Savage and untamed wildmen are the island's only inhabitants. They were first contacted during the expedition of exploration of 1021. Barbarian hunters, primitive men of great strength and resilience, half-breeds, and the heartiest of other humanoids roam the land in small familiar tribes whose only goal is to survive. The land has chiseled its inhabitants into a fierce folk living an almost bestial existence: the weak are left to die, fire is hallowed, and only the strong survive.

A passage written by Ghefelt, an anthropologist of Leringard, in the spring of 1021, describes one of the island's clans:

We, men of civilized lands'scholars, clergy, and arcanists'were surprised as we finally approached the tribe of hairy men that we called Marii. We had observed and gained their trust over a period of many weeks and were greeted with roast deer meat. Of all the days we had watched them, not a puff of smoke was seen from their camp or their sturdy tents; we immediately understood it as a sign of respect. We came to understand that it was a sign of friendship and alliance as fire was only used sparingly. The greatest honor bestowed on another person or clan was to allow them to touch the flames of the chief's firepit, an honor that only the wizard Eroll of our group was granted after teaching their shaman how to defrost and dry wood by touching it with the Al'Noth.

Our stay with the clan was very insightful.
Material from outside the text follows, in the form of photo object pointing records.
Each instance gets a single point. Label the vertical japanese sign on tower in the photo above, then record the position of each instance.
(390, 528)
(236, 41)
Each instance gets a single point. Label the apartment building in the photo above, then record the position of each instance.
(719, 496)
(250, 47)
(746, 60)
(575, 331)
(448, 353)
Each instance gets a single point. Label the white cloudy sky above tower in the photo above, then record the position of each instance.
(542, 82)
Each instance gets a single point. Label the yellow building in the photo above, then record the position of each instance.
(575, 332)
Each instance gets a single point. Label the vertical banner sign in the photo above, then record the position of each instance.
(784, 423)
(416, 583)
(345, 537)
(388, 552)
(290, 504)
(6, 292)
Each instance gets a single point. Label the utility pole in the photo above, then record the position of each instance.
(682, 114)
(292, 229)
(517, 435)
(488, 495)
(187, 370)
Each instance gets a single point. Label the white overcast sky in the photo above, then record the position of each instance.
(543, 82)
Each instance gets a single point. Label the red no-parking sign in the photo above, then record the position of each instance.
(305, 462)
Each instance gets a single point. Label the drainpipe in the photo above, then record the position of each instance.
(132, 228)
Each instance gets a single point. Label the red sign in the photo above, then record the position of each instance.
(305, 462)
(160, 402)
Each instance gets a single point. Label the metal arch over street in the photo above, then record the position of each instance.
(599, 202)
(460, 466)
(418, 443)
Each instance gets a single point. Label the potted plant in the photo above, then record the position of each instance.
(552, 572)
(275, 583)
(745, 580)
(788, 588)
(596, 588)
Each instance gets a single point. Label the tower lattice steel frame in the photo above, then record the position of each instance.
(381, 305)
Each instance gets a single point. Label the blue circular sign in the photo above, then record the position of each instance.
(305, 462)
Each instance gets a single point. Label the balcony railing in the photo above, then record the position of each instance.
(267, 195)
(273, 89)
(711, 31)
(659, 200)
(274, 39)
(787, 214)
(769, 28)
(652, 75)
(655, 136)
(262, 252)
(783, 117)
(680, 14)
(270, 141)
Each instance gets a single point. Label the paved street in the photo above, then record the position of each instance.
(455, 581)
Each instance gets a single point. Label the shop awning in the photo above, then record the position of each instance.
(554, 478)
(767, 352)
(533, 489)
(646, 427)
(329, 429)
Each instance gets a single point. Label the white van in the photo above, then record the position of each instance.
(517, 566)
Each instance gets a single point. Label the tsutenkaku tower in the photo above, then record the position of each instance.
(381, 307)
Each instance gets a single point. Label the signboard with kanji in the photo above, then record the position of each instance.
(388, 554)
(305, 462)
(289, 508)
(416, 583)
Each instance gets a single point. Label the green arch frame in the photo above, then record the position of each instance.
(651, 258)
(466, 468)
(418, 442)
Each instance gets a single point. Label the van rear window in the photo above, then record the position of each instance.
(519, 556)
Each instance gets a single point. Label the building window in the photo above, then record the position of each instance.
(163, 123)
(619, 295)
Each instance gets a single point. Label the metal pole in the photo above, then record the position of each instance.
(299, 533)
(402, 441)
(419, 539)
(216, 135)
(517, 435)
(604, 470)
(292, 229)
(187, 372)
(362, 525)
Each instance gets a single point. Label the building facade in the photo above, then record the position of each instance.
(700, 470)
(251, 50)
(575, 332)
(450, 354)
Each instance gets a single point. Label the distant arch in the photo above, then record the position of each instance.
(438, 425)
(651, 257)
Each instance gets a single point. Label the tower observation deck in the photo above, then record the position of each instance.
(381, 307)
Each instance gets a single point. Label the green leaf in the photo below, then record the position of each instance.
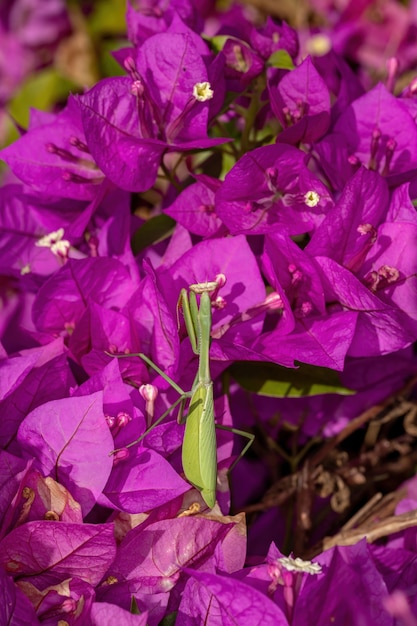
(108, 18)
(134, 609)
(154, 230)
(217, 42)
(169, 620)
(281, 59)
(275, 381)
(40, 91)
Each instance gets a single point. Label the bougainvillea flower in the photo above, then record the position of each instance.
(54, 159)
(15, 608)
(38, 376)
(301, 101)
(347, 232)
(242, 290)
(130, 122)
(194, 208)
(242, 64)
(272, 37)
(47, 552)
(271, 188)
(62, 300)
(376, 131)
(59, 435)
(344, 567)
(215, 599)
(380, 328)
(150, 561)
(145, 18)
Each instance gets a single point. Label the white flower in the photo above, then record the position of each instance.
(311, 198)
(203, 91)
(298, 565)
(55, 242)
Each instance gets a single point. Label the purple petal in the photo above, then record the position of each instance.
(48, 552)
(71, 441)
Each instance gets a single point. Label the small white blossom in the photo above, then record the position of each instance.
(203, 92)
(319, 45)
(311, 198)
(298, 565)
(55, 242)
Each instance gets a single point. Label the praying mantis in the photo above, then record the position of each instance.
(199, 447)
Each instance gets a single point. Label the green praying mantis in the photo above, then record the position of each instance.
(199, 447)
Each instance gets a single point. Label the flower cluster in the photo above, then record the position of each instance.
(219, 150)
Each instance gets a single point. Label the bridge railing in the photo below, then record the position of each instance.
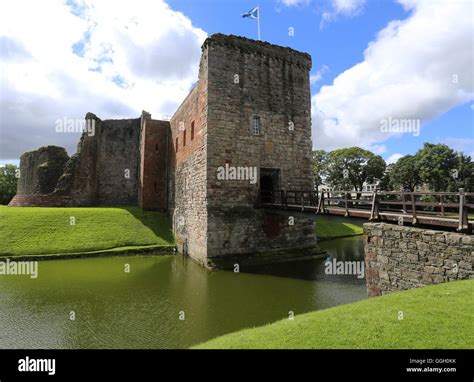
(437, 208)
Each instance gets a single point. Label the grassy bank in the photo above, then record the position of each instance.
(330, 228)
(29, 231)
(438, 316)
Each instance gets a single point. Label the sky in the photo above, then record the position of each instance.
(376, 63)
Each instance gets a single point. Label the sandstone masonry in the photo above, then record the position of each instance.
(399, 257)
(250, 109)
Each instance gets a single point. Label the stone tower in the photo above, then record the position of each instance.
(245, 126)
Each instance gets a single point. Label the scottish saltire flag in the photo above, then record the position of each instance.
(253, 13)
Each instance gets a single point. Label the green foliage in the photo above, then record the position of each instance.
(328, 229)
(438, 167)
(435, 163)
(434, 317)
(404, 174)
(8, 181)
(319, 166)
(350, 167)
(45, 231)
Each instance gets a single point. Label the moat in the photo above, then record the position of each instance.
(142, 309)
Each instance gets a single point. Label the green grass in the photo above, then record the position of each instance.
(328, 229)
(44, 231)
(437, 316)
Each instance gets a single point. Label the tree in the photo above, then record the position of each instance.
(438, 165)
(352, 167)
(8, 181)
(405, 174)
(320, 158)
(463, 174)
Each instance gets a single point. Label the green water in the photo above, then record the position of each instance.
(141, 309)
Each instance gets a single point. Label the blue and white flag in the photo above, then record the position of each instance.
(253, 13)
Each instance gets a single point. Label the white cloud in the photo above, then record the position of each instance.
(315, 78)
(63, 59)
(394, 158)
(291, 3)
(408, 72)
(344, 8)
(465, 145)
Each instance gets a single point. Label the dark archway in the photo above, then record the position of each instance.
(266, 188)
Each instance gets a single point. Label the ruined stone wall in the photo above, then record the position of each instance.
(399, 257)
(246, 79)
(40, 170)
(118, 161)
(187, 176)
(105, 168)
(80, 177)
(154, 150)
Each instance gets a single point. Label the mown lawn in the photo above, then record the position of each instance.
(328, 229)
(434, 317)
(45, 231)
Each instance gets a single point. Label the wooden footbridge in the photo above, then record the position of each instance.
(436, 209)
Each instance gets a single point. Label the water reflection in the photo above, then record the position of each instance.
(141, 309)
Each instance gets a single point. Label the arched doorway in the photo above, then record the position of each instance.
(266, 188)
(269, 182)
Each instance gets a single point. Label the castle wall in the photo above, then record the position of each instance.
(154, 150)
(40, 170)
(187, 176)
(104, 170)
(273, 84)
(118, 162)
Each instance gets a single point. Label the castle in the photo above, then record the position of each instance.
(243, 128)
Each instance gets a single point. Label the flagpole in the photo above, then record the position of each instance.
(258, 22)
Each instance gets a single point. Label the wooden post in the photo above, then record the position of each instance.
(345, 202)
(404, 209)
(463, 220)
(414, 220)
(374, 212)
(320, 203)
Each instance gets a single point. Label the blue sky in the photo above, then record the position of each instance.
(338, 45)
(373, 60)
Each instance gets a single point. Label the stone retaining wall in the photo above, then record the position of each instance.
(398, 257)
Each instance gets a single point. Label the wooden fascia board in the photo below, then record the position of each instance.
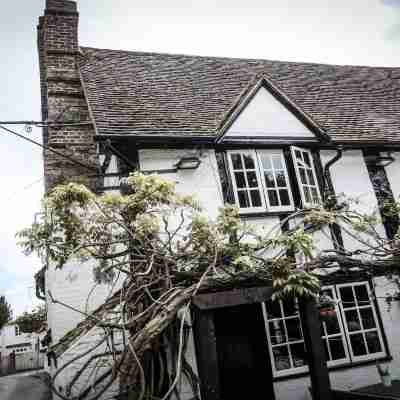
(235, 297)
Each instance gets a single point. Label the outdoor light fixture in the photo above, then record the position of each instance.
(188, 163)
(380, 159)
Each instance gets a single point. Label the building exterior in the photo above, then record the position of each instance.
(13, 340)
(267, 136)
(20, 351)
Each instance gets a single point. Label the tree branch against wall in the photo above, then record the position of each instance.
(162, 249)
(32, 321)
(5, 312)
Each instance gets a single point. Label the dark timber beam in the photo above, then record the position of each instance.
(208, 301)
(319, 374)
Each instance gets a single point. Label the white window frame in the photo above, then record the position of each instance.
(271, 153)
(259, 181)
(341, 334)
(293, 149)
(259, 169)
(289, 371)
(357, 307)
(344, 333)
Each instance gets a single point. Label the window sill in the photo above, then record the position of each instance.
(265, 214)
(337, 368)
We watched an end-of-life ceremony in which an old man, having finally lost his ability to chew his own food, was given a ritualistic stone axe and the skin of a bear and set out voluntarily to hunt for the tribe's next meal. We first thought it was a hunting ritual of sorts for we thought it ridiculous to send a man to his death, but we were told that the old man was taking the path never to return. He was to die at the maw of the greatest beast he could find. The whole clan, our group included, would fast for 3 days as a sign of respect for a man that managed to die of old age; a rare occurence in their tribe. On the fourth day, his life would be remembered during a feast and the hunt for the beast that dared take such a revered man from them would start.

Savage, brutal, and chiseled out of rock, wind and ice were these men, but they are only the fruit of the land where they live and notable barbarians.

Native historical records do not exist; only the stories told by explorers and adventurers that trekked across the isle tell its tale. Nothing new is ever discovered about the past of this land.